Over the weekend, Mayor Ballard was able to bask in the attention afforded 9/11 celebrations. But by Monday, the Mayor and his Republican allies were back inflicting wounds on themselves. This time the issue was popular early voting, in particular establishing satellite locations on the north and south sides of the city.
The Mayor had reversed positions, now opposing early voting at satellite locations. But Ballard was content on letting County GOP Chairman Kyle Walker and GOP appointee to the Election Board, Patrick Dietrick take the heat for the unpopular position. But Democratic Clerk Beth White was having none of that. She made it clear that it was the Mayor's choice, and the Mayor took the bait on the issue, announcing publicly his opposition to early voting.
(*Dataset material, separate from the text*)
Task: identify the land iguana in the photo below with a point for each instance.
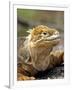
(36, 52)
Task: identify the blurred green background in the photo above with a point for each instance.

|Indianapolis Mayor Greg Ballard|
Speaking of TV commercials, thus far the Ballard commercials appear unfocsed. They contain a dizzying array of images, occupying the screen for an average of less than one second. During the commercials, Ballard, in his own voice, throws out sound bites on a wide assortment of issues. The spots aren't horrible, but they are not very good either. The lack of a coherent campaign strategy is evident in the commercials.
Kennedy's commercials are much more polished and visually appealing. They employ a professional voice over artist as well as contain far few video cuts than the Ballard commercials. Usually just one issue is addressed. On the Kennedy's commercials a strategy is emerging: spend about five seconds taking a shot at Ballard on some issue and spend the rest of the time talking about how she would handle the issue differently.
Although Republicans suggest the five second bites criticizing the Mayor constitute "negative" campaigning that is out of line, the fact is the election will be almost completely a referendum on the incumbent. As a challenger, Kennedy has to tell voters why they shouldn't re-elect Ballard. The fact that the Kennedy hasn't even scratched the surface on the negative stuff available to go after Ballard on suggests to me the Kennedy camp is fully confident of where they are in the polls.
What political junkies should look for is not when Kennedy goes "negative" (again she has to tell voters why they shouldn't re-elect the Mayor), but when Ballard starts attacking Kennedy. That is a sign the Ballard campaign is concerned its lead is slipping away.